Strange problem while doing Update then Insert

Post questions here relative to DataStage Enterprise/PX Edition for such areas as Parallel job design, Parallel datasets, BuildOps, Wrappers, etc.

Moderators: chulett, rschirm, roy

Post Reply
Raghava
Participant
Posts: 13
Joined: Tue Jan 24, 2006 1:20 am
Contact:

Strange problem while doing Update then Insert

Post by Raghava »

Hi Gurus,

we are migrating Server Job To PX

Actually my flow: Oracle Enterprise stage---->Transformer--->oracle entersrise(update then insert)

This is Update and insert sql(Server job)

UPDATE OFSD.OFSA_LEAF_DESC SET DESCRIPTION=:3,DESCRIPTION_A=:4,SIGN_IND=:5 WHERE LEAF_NUM_ID=:1 AND LEAF_NODE=:2;
INSERT INTO OFSD.OFSA_LEAF_DESC (LEAF_NUM_ID,LEAF_NODE,DESCRIPTION,DESCRIPTION_A,SIGN_IND) VALUES (:1,:2,:3,:4,:5)

Run stats: From Source -615
Target=578

Same Logic i am doing using Oracle enterprise stage in PX(update then insert)
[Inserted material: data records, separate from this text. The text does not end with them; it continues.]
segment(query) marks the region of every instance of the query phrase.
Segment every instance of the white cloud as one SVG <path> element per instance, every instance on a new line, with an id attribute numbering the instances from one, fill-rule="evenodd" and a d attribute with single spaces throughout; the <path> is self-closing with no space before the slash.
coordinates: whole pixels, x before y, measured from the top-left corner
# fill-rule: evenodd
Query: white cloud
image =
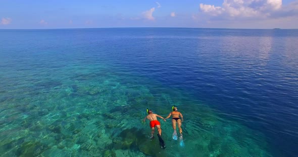
<path id="1" fill-rule="evenodd" d="M 162 7 L 162 6 L 161 6 L 161 5 L 159 4 L 159 3 L 157 2 L 156 4 L 157 4 L 157 8 L 160 8 Z"/>
<path id="2" fill-rule="evenodd" d="M 153 14 L 153 12 L 154 12 L 155 10 L 155 8 L 152 8 L 150 10 L 143 12 L 142 15 L 145 19 L 153 21 L 155 20 L 155 19 L 152 14 Z"/>
<path id="3" fill-rule="evenodd" d="M 175 14 L 175 12 L 171 13 L 171 17 L 174 17 L 175 16 L 176 16 L 176 15 Z"/>
<path id="4" fill-rule="evenodd" d="M 39 24 L 41 25 L 47 25 L 47 22 L 44 21 L 44 20 L 41 20 L 39 22 Z"/>
<path id="5" fill-rule="evenodd" d="M 1 24 L 8 25 L 12 22 L 12 19 L 10 18 L 3 18 L 1 20 Z"/>
<path id="6" fill-rule="evenodd" d="M 282 0 L 224 0 L 222 6 L 200 4 L 200 9 L 205 14 L 221 18 L 260 19 L 270 18 L 282 10 L 283 6 Z"/>

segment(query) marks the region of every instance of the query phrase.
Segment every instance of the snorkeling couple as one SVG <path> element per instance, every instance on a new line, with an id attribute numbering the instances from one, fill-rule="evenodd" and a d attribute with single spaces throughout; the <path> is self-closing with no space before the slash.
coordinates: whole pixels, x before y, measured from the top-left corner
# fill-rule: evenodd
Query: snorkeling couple
<path id="1" fill-rule="evenodd" d="M 177 107 L 173 106 L 172 107 L 172 111 L 170 113 L 169 115 L 166 117 L 166 118 L 164 118 L 163 117 L 157 115 L 156 114 L 153 113 L 153 112 L 151 110 L 148 110 L 147 109 L 147 113 L 148 113 L 148 115 L 145 117 L 144 119 L 143 120 L 143 122 L 144 122 L 146 120 L 146 118 L 148 119 L 150 121 L 150 127 L 151 128 L 151 138 L 154 138 L 154 136 L 153 134 L 154 134 L 154 131 L 155 130 L 155 127 L 157 127 L 157 130 L 158 131 L 158 133 L 157 134 L 157 136 L 158 137 L 158 139 L 160 142 L 160 144 L 161 146 L 164 149 L 166 148 L 166 146 L 165 145 L 165 142 L 163 139 L 161 137 L 162 135 L 162 129 L 161 128 L 161 124 L 157 120 L 157 117 L 159 117 L 162 118 L 164 120 L 164 121 L 166 121 L 166 119 L 169 118 L 171 115 L 172 115 L 172 124 L 173 126 L 173 129 L 174 129 L 174 133 L 173 133 L 173 138 L 174 139 L 177 139 L 177 132 L 176 131 L 176 123 L 178 123 L 178 127 L 179 128 L 179 132 L 180 132 L 180 139 L 182 139 L 182 129 L 181 128 L 181 123 L 183 121 L 183 116 L 182 114 L 178 111 L 178 109 L 177 109 Z M 179 116 L 181 117 L 181 119 L 179 118 Z"/>

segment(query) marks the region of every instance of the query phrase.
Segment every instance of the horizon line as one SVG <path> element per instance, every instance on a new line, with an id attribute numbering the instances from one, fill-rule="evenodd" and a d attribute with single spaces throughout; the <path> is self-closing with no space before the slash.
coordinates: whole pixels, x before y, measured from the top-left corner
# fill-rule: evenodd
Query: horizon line
<path id="1" fill-rule="evenodd" d="M 29 28 L 29 29 L 0 29 L 0 30 L 63 30 L 63 29 L 121 29 L 121 28 L 183 28 L 183 29 L 254 29 L 254 30 L 295 30 L 298 28 L 204 28 L 204 27 L 92 27 L 69 28 Z"/>

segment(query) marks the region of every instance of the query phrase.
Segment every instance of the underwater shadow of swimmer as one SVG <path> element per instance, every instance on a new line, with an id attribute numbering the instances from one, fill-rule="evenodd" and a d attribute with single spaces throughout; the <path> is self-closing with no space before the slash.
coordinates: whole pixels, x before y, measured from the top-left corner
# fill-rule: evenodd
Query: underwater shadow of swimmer
<path id="1" fill-rule="evenodd" d="M 143 129 L 136 127 L 125 129 L 112 135 L 113 142 L 107 147 L 109 149 L 137 150 L 153 156 L 166 156 L 157 140 L 150 140 Z M 160 151 L 157 151 L 159 150 Z"/>

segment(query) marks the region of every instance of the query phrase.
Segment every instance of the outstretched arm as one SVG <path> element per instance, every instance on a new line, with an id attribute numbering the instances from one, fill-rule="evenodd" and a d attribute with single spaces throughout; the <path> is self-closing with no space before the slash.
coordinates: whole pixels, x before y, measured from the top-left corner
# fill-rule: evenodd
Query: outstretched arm
<path id="1" fill-rule="evenodd" d="M 165 118 L 164 118 L 164 117 L 162 117 L 162 116 L 161 116 L 160 115 L 156 115 L 156 116 L 157 117 L 160 117 L 161 119 L 163 119 L 165 122 L 166 121 L 166 119 L 165 119 Z"/>
<path id="2" fill-rule="evenodd" d="M 181 117 L 181 123 L 183 121 L 183 116 L 182 116 L 182 114 L 180 113 L 179 114 L 179 115 Z"/>
<path id="3" fill-rule="evenodd" d="M 171 115 L 172 115 L 172 112 L 170 113 L 170 114 L 169 114 L 168 117 L 166 117 L 166 119 L 168 119 L 168 118 L 170 118 L 170 117 L 171 117 Z"/>

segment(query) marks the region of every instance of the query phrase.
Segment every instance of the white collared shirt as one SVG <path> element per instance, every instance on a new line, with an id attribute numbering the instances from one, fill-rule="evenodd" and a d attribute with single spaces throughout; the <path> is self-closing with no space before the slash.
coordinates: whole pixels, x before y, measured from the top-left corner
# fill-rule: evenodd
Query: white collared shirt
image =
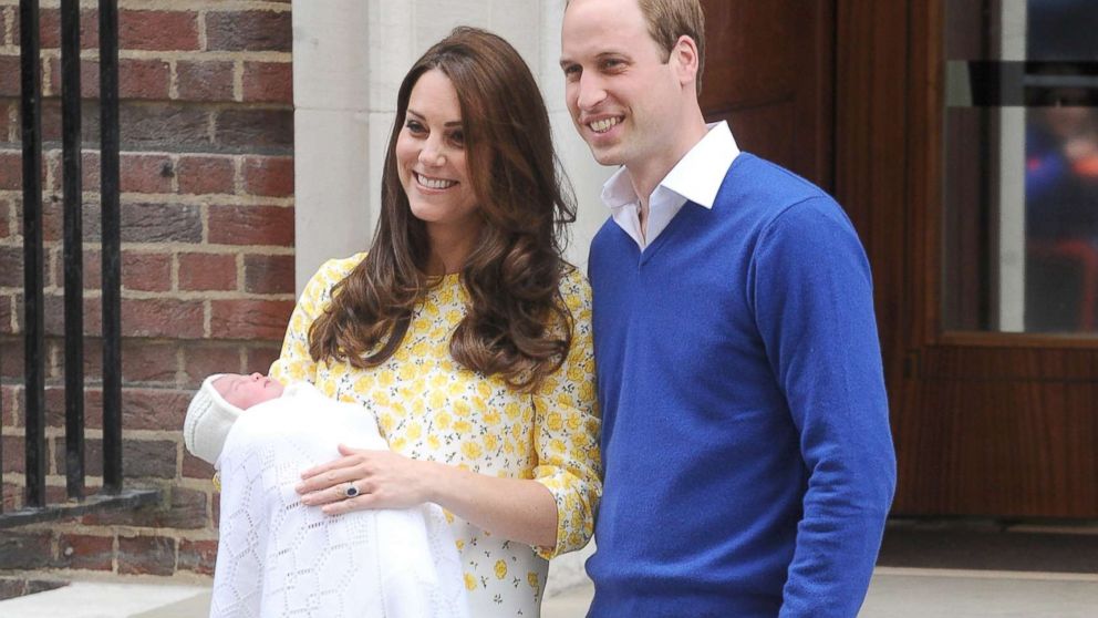
<path id="1" fill-rule="evenodd" d="M 610 208 L 614 223 L 636 241 L 642 251 L 667 227 L 686 202 L 713 207 L 728 167 L 739 155 L 739 146 L 727 122 L 712 123 L 708 127 L 705 136 L 671 168 L 649 196 L 645 234 L 641 234 L 641 202 L 633 190 L 629 171 L 622 166 L 602 185 L 602 203 Z"/>

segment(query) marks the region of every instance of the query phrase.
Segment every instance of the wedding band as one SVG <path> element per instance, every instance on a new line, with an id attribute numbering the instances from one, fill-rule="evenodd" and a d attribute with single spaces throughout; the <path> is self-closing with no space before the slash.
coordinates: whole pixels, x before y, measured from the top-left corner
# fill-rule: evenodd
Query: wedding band
<path id="1" fill-rule="evenodd" d="M 340 485 L 339 488 L 335 490 L 335 492 L 345 498 L 354 497 L 361 493 L 359 492 L 359 488 L 354 486 L 354 483 L 350 481 Z"/>

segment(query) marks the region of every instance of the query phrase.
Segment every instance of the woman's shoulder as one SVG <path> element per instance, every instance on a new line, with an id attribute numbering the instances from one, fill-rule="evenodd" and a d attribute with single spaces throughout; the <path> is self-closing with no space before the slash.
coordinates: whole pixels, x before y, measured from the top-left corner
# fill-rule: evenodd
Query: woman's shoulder
<path id="1" fill-rule="evenodd" d="M 591 284 L 582 270 L 563 262 L 560 275 L 560 296 L 571 307 L 573 303 L 588 305 L 591 302 Z"/>

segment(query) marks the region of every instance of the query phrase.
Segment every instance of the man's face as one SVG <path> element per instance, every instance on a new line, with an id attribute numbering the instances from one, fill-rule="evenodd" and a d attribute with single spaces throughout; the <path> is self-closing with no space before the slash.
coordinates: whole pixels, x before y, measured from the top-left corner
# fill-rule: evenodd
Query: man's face
<path id="1" fill-rule="evenodd" d="M 564 99 L 603 165 L 659 159 L 681 117 L 682 83 L 636 0 L 571 0 L 561 30 Z"/>
<path id="2" fill-rule="evenodd" d="M 262 373 L 251 375 L 227 373 L 214 380 L 213 385 L 225 401 L 240 410 L 282 396 L 282 384 Z"/>

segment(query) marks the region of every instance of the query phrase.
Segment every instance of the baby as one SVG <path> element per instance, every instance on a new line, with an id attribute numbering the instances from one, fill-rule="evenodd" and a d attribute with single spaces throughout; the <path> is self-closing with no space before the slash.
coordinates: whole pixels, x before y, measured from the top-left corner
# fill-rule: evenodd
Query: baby
<path id="1" fill-rule="evenodd" d="M 294 491 L 303 470 L 340 456 L 338 444 L 389 447 L 367 410 L 308 382 L 210 375 L 187 409 L 184 442 L 221 481 L 211 617 L 467 616 L 437 505 L 333 516 Z"/>

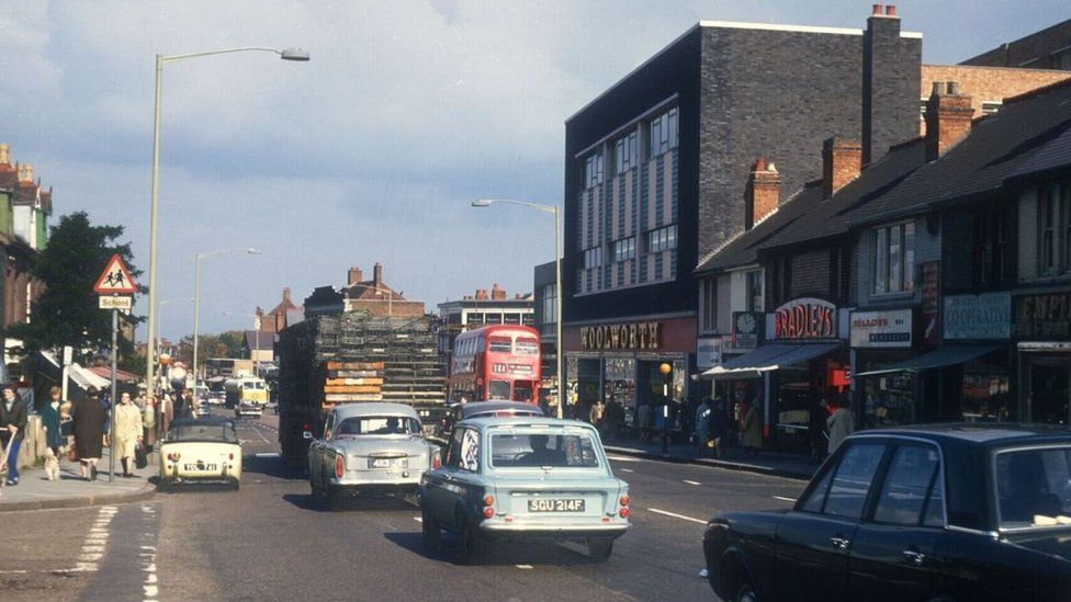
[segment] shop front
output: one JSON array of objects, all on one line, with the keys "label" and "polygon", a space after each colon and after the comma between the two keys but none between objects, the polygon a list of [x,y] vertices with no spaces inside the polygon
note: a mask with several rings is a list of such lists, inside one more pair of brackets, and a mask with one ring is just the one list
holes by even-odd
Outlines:
[{"label": "shop front", "polygon": [[821,410],[819,404],[843,399],[848,388],[842,313],[823,299],[790,300],[766,316],[765,344],[702,376],[730,382],[730,390],[742,393],[745,405],[762,405],[766,444],[807,452],[813,444],[810,424]]},{"label": "shop front", "polygon": [[[687,414],[679,407],[695,393],[687,378],[697,350],[695,318],[566,327],[562,336],[568,402],[580,416],[586,418],[587,408],[600,399],[617,405],[629,428],[661,430],[662,413],[655,408],[667,399],[676,404],[674,416]],[[668,374],[663,364],[669,365]]]},{"label": "shop front", "polygon": [[1014,305],[1022,418],[1071,424],[1071,291],[1016,295]]}]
Where as in PX job is giving Same No of records as output..But

Say I have Input rows like this
LEAF_NUM_ID DESCRIPTION LEAF_NODE
100 ABC 6
100 XYZ 6


My server Job Output is inserting(100,ABC,6) in target table
My px Job output is inserting (100,XYZ,6) in target

For some records it may vice Versa.....So Its Very strange to get the same output in both the jobs then only UAT will over


Note:1. We tried with remove duplicates satge before laoding in to target
2.we tried with sequential mode execution of target
3.We tried with DRS Stage

That is also not fulfill our requirement



Can You please any Body give some Inputs to resolve this Strange issue

What might be the reason behind this

Thanks In Advance!!

Rag
Minhajuddin
Participant
Posts: 467
Joined: Tue Mar 20, 2007 6:36 am
Location: Chennai
Contact:

Post by Minhajuddin »

From the above post, I understand that:

LEAF_NUM_ID,LEAF_NODE form the primary key.

Now, if we look at the data you are trying to insert.
-----------------------------------------
LEAF_NUM_ID DESCRIPTION LEAF_NODE
100 ABC 6
100 XYZ 6
-----------------------------------------
You have two records with the same primary key. This should never happen, you should not have any duplicates in the source when you insert into a database.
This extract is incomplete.